Not surprisingly, enrollment in the U.S. varied widely by Census Region and Division (Table 2a). A comparison with the expected racial and ethnic distribution by geographic region when sampled at the same frequency, from the same locations, as study participants reveals a net neutral balance for most population groups. However, absolute percentage deviations of more than 5% and 10% were observed in 7/9 and 4/9 census divisions, respectively. Only the W.N. Central Midwest and the W.S. Central South saw enrollment parallel the general population with deviation under 5% across all racial and ethnic groups.

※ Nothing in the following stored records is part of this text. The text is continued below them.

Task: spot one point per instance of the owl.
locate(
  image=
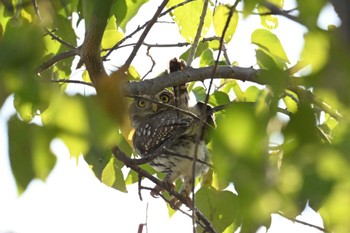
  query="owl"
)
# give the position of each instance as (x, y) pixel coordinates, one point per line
(157, 125)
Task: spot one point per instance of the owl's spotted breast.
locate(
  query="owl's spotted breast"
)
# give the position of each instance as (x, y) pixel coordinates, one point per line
(159, 129)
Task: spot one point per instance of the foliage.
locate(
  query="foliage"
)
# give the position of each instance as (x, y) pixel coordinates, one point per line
(309, 164)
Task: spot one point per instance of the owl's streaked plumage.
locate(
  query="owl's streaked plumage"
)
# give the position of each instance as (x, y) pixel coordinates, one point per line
(158, 126)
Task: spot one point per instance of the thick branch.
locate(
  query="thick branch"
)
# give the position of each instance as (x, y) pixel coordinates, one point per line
(189, 75)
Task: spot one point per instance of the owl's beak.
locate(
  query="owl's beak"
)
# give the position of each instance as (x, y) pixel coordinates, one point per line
(154, 107)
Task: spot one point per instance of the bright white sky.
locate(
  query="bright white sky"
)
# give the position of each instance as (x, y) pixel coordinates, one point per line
(73, 200)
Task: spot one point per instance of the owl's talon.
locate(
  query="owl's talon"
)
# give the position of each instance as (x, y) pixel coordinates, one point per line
(158, 189)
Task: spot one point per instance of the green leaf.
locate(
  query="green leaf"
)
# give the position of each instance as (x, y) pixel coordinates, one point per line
(270, 44)
(98, 158)
(207, 58)
(30, 154)
(220, 207)
(193, 11)
(113, 176)
(312, 54)
(125, 10)
(291, 104)
(220, 19)
(310, 11)
(219, 98)
(19, 54)
(111, 35)
(200, 93)
(65, 30)
(201, 47)
(249, 6)
(81, 123)
(264, 60)
(269, 21)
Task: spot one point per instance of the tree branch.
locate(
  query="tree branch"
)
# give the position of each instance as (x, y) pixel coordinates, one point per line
(152, 86)
(198, 34)
(56, 59)
(117, 45)
(118, 154)
(126, 65)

The one exception to otherwise balanced enrollment across the U.S. was observed for the Asian population. As illustrated in Table 2a, statistically fewer Asian children were enrolled in all but one Census Division and this was most pronounced in Western Divisions where a higher overall proportion of the population originates from Asian ancestry.

Table 2a.

Racial and ethnic distribution in enrollment by U.S. census region and division for BPCA-funded studies from 2008–2020.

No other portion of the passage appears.